The agents have been taken offline so that explains why status shows a lack of current leadership. It's hard to tell what was in play when the relation was established. But the status history does appear to show the relation-joined hooks were run for the relation in the same model (even though status still shows "joining")

eg

- _id: 611d2dda1a26d7cdb2d7d028
  globalkey: u#rsyslog-forwarder-ha/11
  model-uuid: 42c0192f-6be6-4478-84c5-ad33f6a42394
  status: executing
  statusdata: {}
  statusinfo: running juju-info-relation-joined hook for cinder/1

But I can't see a log entry for the cross model, even though the data looks correct.

There's not enough logging in the right places in the unit agent to definitively say right now what the root cause is for these discrepancies. We may need to add more logging as well as the above PRs.

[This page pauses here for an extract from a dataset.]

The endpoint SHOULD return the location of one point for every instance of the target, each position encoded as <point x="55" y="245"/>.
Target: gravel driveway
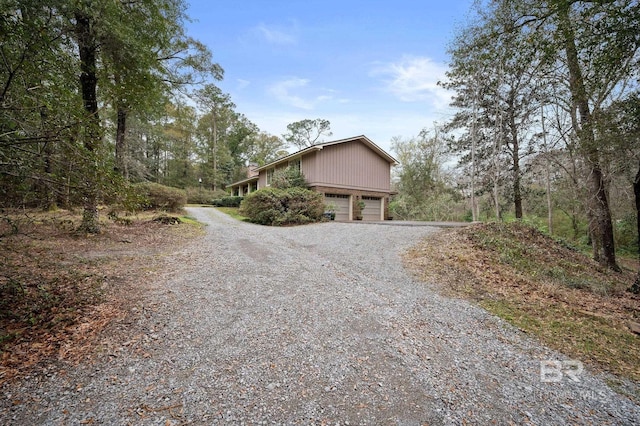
<point x="316" y="324"/>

Revision history for this message
Ian Booth (wallyworld) wrote :

The logs we have (logsink from machine 2) have entries indicating that some units in a cross model relation are entering the scope of the relation, which is a prerequisite for running the relation-joined hook.

eg

2021-08-26 02:18:59 DEBUG juju.apiserver.common.crossmodel crossmodel.go:124 remote application for changed relation remote-5816942fe3a54d858170eb1f7fd25eb9:ceph use01-ceph-mon:client is remote-5816942fe3a54d858170eb1f7fd25eb9 in model b5c17291-b581-4144-8148-a81c1e9cd4dd
2021-08-26 02:18:59 DEBUG juju.apiserver.common.crossmodel crossmodel.go:166 remote-5816942fe3a54d858170eb1f7fd25eb9/18 entering scope (map[egress-subnets:172.25.80.132/32 ingress-address:172.25.80.132 private-address:172.25.80.132])

Note

"..... remote application for changed relation xxxx ..."
and
" xxxx/0 entering scope ...."

The thing is that these are for the offering model. I don't see any corresponding log entries to say that the (say ceph related) units on the consuming side have received change events. It could be that one or more the issues with "not found" errors is preventing the event processing from completing, though am not 100% sure yet.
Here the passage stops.